Visual Search Engine Sees Past Words
Multimedia libraries such as the World Wide Web will someday benefit from the first search engine that comprehends images and video without the aid of text or metadata.
"There are many pictures and videos needed to be annotated for retrieval. However, the annotations given by different persons for the same picture are different," said researcher Ying Dai at Japan's Iwate Prefectural University.
Non-textual image search tools such as TinEye currently rely on visual similarity to locate identical copies of a picture strewn across the Internet in different locations and formats. Meanwhile, conventional search engines miss out on millions of images due to limited and idiosynchratic metadata. The first search engine designed to discover images related by meaning, or "semantic message" could eventually perform novel tasks such as associating images like a human and identifiying videos based on a single shot.
"This software can annotate a picture by some key words, and associates these key words with other unseen words automatically," Dai said.
A unique framework that fuses visual and conceptual content allows the software to promote images with high semantic association even when their visual resemblance is low: for example, palm trees against a blue sky compared to a tree trunk flanking a dense blurred forest. At the same time, statistical relationships calculate how much to restrain content that looks similar yet shares little meaning.

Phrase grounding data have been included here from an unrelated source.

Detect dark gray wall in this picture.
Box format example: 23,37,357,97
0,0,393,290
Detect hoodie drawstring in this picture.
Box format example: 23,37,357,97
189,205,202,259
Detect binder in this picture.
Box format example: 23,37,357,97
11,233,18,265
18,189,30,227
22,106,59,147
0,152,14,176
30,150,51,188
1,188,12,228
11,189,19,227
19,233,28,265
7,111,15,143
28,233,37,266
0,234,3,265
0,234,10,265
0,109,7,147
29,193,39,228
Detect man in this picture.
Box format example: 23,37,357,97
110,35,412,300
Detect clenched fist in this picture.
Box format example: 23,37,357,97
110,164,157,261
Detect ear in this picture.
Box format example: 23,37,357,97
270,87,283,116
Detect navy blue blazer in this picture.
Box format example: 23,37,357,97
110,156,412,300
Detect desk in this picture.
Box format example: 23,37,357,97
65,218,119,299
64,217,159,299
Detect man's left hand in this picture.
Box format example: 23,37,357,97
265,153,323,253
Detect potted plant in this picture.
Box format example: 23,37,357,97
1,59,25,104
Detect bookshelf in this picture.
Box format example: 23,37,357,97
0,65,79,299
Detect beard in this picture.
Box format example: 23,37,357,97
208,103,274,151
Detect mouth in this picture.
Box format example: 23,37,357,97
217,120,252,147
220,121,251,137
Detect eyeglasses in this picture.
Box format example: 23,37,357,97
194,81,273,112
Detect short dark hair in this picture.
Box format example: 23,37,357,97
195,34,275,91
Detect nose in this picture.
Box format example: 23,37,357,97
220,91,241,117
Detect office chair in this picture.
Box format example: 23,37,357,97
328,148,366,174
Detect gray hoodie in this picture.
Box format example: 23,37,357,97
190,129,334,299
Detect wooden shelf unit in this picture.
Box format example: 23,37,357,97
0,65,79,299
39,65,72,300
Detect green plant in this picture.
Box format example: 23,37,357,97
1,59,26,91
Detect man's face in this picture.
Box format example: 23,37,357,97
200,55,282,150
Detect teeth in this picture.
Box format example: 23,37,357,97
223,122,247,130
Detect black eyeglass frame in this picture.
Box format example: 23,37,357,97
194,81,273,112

Because these concepts visibly appear as index categories on the search engine interface, a user searching for videos about an ancient city could have success following associated words such as "hard," "building" and "street" to find the target selection even if words "ancient" and "city" are not learned by the machine. Like a poet, the software uses knowledge of a concept with no language to grasp at "unseen" words, thus powering an increasingly narrow search.
At the same time, the software's potential to learn concepts outside its lexicon means it can begin applying these words to other images and searches, allowing "many, many categories" to be queried, Dai said.
"In the future, we will use the tools such as WordNet to construct the relations among the learned words and the left words," Dai said. WordNet [http://wordnet.princeton.edu/wordnet/] is a dictionary package of the English language used by search engine and database developers.
Web page data usually already offers information on "when" and "where," making "who," "what" and "how" (impressions such as "calm," "active," "hard") descriptors of special interest. In a current prototype, key words such as "landscape," "flowers" and "vegetables" compete within the domain "natural" for how much their associated values correspond to a new image.
Researchers tested the software's ability to accurately retrieve content using 400 random images from Sozaijiten, a popular data set of pictures published in Japan, and 1400 random keyframes from Video Traxx HD 1, a royalty-free video clip cache. Experiments confirmed that combining visual similarity and semantic relevance factors produced retrieval results superior to either one functioning alone in the algorithm.
"According to my knowledge, it is certain there are no methods similar with ours in the literature," Dai said.